Esposito, in a ghoulish twist, also left a voice-activated tape recorder in the hidden bunker that captured Beers’ calls for help. “Oh please, let me out!” she could be heard screaming, according to a review of the tapes by Gusoff. “Get me out of here!”
The police visited Esposito’s home, but never heard the screams or her attempts to bang on the padded ceiling of her coffin-like confines.
There were significant troubles in Beers’ life long before the abduction.
“My childhood was a thousand times worse than anybody realized,” she said Tuesday.
News accounts at the time portrayed her home life as a kind of Dickensian dystopia a short drive from New York City, with little Katie running around shoeless and performing household chores — like washing laundry at a local coin-operated spot — from the age of 4.
“Before having children, I didn’t realize fully how wrong everything was that happened to me,” she said. “The abuse, the neglect, everything.”
Beers, who took her husband’s name but declined to provide it for reasons of privacy, has two children of her own, a 3-year-old boy and a 17-month-old girl. She said it took her a long time to admit that her own mother, Marilyn Beers, had not provided a stable home for her.
Beers spent much of her youngest years living with her godmother, Linda Inghilleri, who, she writes, treated her as “her slave.” With Beers’ biological father absent since before her birth, Inghilleri’s husband, Salvatore, appeared to be the closest thing to a father figure in her life at the time.
But he too mistreated her, sexually abusing Beers on several occasions. (Inghilleri would later be convicted of that crime. He died in prison in 2009.)
The Inghilleris, who lived in Bay Shore, also continued to allow Esposito to see Beers even after there were suggestions that he had abused her older brother, John.
Beers said she had taken her husband, Derek, to visit Esposito’s home when they were dating, showing him the two-story converted garage where she had been held.
“I wanted him to understand everything,” she said. “Because it’s who I am. It’s what makes me the woman I am today. There’s no point in hiding it.”
After the abduction, Beers lived with a foster family in East Hampton on Long Island who raised her as their own. Her foster father gave her away at her wedding; her children call her foster parents Grandma and Grandpa.
Beers studied business management in college, though for privacy reasons she declined to name the school, and met Derek as a junior while playing pool in a bar.
“He’s very into computers and technology so as soon as he found out my name he went out and Googled me,” she said. “But he never said anything about it until I told him.”
Beers severed most of her ties to her earlier life, though she said she does occasionally talk to her mother, Marilyn.
“I call to tell her the highlights of my life: I’m pregnant; I had the baby; the book is coming out,” she said. “Things like that.”
In an odd way, she said, the kidnapping saved her.

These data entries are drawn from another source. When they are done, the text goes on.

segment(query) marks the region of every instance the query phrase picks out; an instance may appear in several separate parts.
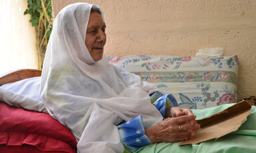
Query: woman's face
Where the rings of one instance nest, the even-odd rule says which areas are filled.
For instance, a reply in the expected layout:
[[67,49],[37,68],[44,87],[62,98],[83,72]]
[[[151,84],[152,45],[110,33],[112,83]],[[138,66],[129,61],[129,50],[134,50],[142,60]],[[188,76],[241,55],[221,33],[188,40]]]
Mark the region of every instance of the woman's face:
[[95,62],[102,59],[103,47],[107,41],[105,28],[106,25],[101,15],[97,12],[91,13],[86,32],[85,45]]

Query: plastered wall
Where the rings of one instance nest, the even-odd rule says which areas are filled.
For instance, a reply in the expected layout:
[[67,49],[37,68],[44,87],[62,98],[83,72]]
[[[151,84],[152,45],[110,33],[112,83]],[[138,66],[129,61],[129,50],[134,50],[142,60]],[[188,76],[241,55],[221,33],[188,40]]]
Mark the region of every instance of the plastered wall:
[[238,99],[256,95],[256,1],[53,0],[53,15],[75,2],[103,11],[107,55],[194,56],[223,47],[239,59]]
[[38,69],[36,33],[24,15],[27,0],[0,1],[0,74]]

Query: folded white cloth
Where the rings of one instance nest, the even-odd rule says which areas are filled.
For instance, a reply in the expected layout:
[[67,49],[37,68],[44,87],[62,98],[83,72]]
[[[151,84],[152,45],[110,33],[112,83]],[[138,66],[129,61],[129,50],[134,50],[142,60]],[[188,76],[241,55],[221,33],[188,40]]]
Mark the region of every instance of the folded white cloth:
[[221,57],[223,55],[223,48],[215,47],[200,49],[195,57]]

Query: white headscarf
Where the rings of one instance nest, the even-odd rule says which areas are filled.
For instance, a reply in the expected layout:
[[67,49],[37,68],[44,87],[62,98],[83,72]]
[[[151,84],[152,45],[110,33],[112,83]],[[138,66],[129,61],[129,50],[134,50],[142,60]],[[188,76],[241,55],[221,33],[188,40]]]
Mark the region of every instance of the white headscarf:
[[105,55],[98,62],[91,58],[85,43],[91,7],[72,4],[57,16],[41,96],[51,116],[71,129],[79,152],[122,152],[117,124],[141,114],[149,127],[162,116],[146,93],[154,86],[111,65]]

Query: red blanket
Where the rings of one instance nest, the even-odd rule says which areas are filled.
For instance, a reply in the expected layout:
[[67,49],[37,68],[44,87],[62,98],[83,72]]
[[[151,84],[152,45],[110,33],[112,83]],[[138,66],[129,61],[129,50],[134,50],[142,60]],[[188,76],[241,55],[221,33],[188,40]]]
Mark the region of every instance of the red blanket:
[[77,143],[49,114],[0,102],[0,152],[75,153]]

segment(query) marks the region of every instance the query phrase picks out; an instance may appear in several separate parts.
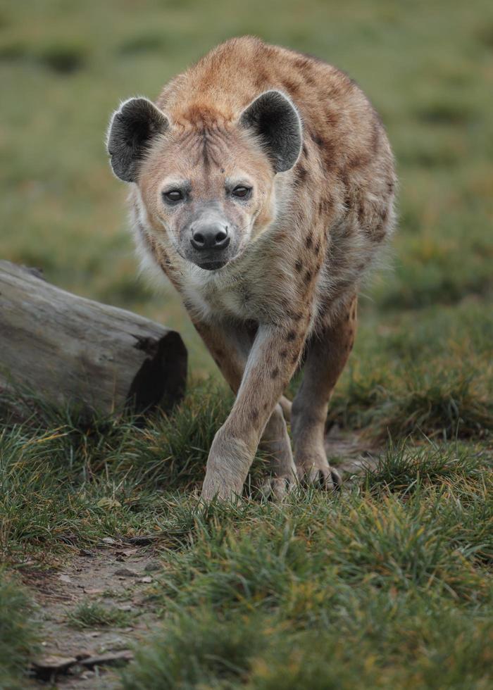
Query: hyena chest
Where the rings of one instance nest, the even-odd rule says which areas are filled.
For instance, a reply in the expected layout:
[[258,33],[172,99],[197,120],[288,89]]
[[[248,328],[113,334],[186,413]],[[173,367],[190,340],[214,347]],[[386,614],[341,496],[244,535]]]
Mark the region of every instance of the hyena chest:
[[222,281],[214,278],[194,281],[185,287],[194,310],[206,318],[230,318],[258,320],[265,305],[255,286],[244,280]]

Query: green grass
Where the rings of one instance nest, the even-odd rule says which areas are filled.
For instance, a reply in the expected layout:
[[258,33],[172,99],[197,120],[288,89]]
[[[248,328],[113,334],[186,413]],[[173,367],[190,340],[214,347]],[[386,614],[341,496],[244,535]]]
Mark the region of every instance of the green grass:
[[67,614],[70,625],[76,628],[106,627],[108,625],[123,627],[132,621],[131,611],[116,606],[104,606],[95,602],[82,602]]
[[0,570],[0,687],[22,690],[25,672],[38,651],[39,634],[30,617],[32,603],[2,569]]
[[[280,506],[255,490],[259,454],[243,502],[204,509],[198,489],[231,396],[173,291],[137,277],[104,138],[122,99],[155,97],[245,33],[349,73],[395,151],[392,268],[363,289],[327,420],[382,452],[339,497],[300,489]],[[127,689],[489,687],[491,2],[4,3],[0,79],[0,256],[177,328],[192,372],[180,408],[144,428],[18,400],[29,421],[0,420],[7,567],[56,567],[104,537],[156,535],[163,570],[149,606],[162,623]],[[1,686],[25,684],[27,601],[5,576]],[[101,607],[71,615],[95,625],[111,613]]]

“If the kidnapping hadn’t have happened,” she said, “I don’t even want to think about where I would be, but I would have never graduated high school, I would have never graduated college, I might not even be here, living today, with the road that my life was bound to go down.”
Gusoff, who had covered the story of her kidnapping, approached her in 2008 about doing a follow-up. Beers instead suggested that they write a book. She had already decided she was ready.
“It was right after John’s first parole hearing — I told my dad that I really wanted to start writing the book,” she said.
Beers plans to become an inspirational speaker because, she said, “I want to let people know that no matter what you endure through life, there is something better if you want there to be.”